Younes Marzouk

Personal information
- Full name: Younes Bnou Marzouk
- Date of birth: 2 March 1996 (age 30)
- Place of birth: Freyming-Merlebach, France
- Height: 1.80 m (5 ft 11 in)
- Position: Forward

Team information
- Current team: Erzeni
- Number: 23

Youth career
- 2006: USF Farebersviller
- 2006–2010: SG Marienau
- 2011–2013: Metz
- 2013–2015: Juventus

Senior career*
- Years: Team / Apps / (Gls)
- 2015–2017: Juventus / 0 / (0)
- 2015–2016: → KVC Westerlo (loan) / 0 / (0)
- 2016–2017: → Angers B (loan) / 17 / (2)
- 2017: → Chiasso (loan) / 18 / (12)
- 2017–2019: Lugano / 11 / (1)
- 2018: → Dalkurd (loan) / 10 / (1)
- 2018–2019: → Sliema Wanderers (loan) / 21 / (8)
- 2019–2021: Chiasso / 34 / (11)
- 2021–2023: Rapid București / 30 / (5)
- 2024–: Erzeni / 9 / (1)

International career
- 2013: Morocco U17 / 7 / (3)
- 2014: France U18 / 2 / (0)

= Younes Bnou Marzouk =

Footballer (born 1996)

Younes Bnou Marzouk (يونس بن مرزوق; born 2 March 1996) is a professional footballer who plays as a forward for Albanian club Erzeni.

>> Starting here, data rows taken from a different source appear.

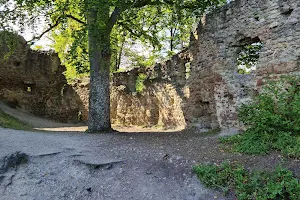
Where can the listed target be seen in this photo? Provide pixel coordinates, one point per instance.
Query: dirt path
(141, 166)
(103, 166)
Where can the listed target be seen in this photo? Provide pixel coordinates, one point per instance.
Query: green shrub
(139, 85)
(272, 120)
(278, 184)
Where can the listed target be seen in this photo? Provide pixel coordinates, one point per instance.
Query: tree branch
(113, 19)
(76, 19)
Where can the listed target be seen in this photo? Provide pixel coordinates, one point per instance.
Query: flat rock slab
(98, 167)
(97, 162)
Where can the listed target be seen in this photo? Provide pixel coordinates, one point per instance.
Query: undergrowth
(7, 121)
(139, 85)
(258, 185)
(272, 120)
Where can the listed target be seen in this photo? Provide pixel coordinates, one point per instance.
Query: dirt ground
(148, 163)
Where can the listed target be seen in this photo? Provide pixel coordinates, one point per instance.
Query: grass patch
(277, 184)
(7, 121)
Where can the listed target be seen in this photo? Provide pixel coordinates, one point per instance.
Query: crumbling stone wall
(34, 81)
(159, 104)
(214, 79)
(209, 98)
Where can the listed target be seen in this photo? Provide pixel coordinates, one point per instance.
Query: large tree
(97, 19)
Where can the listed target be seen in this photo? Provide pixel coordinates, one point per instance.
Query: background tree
(97, 18)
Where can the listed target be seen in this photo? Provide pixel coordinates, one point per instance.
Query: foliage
(260, 185)
(248, 57)
(8, 44)
(7, 121)
(272, 120)
(139, 85)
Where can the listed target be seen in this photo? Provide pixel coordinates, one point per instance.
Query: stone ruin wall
(214, 79)
(34, 81)
(159, 104)
(210, 97)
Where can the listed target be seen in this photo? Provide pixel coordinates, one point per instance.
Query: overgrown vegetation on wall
(272, 120)
(278, 184)
(140, 86)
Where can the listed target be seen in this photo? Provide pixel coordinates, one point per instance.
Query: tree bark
(99, 55)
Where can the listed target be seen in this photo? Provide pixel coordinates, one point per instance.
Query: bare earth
(119, 165)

Born in France with Moroccan origins, he represented both nations at youth international levels.

== Club career ==
=== Juventus and loans ===
Having been raised in the youth sector of Metz, Bnou Marzouk joined Juventus' youth team in 2013 for €500,000. Following two seasons with the Primavera (under-19) team, in August 2015 he was loaned to Westerlo in Belgium. In January 2016, Bnou Marzouk was again loaned out, joining Angers II, before moving to Swiss club FC Chiasso in January 2017 on loan, with whom he scored 12 goals in 18 appearances.

=== Lugano and loans ===
In June 2017, Bnou Marzouk was bought outright by FC Lugano. He was loaned to Dalkurd FF, a newly promoted team in the Swedish Allsvenskan, in January 2018.

== Style of play ==
Bnou Marzouk is a fast centre-forward, although he sometimes plays as second striker or left-winger. He is known as a player with good individual technique and an at-times imposing physical presence.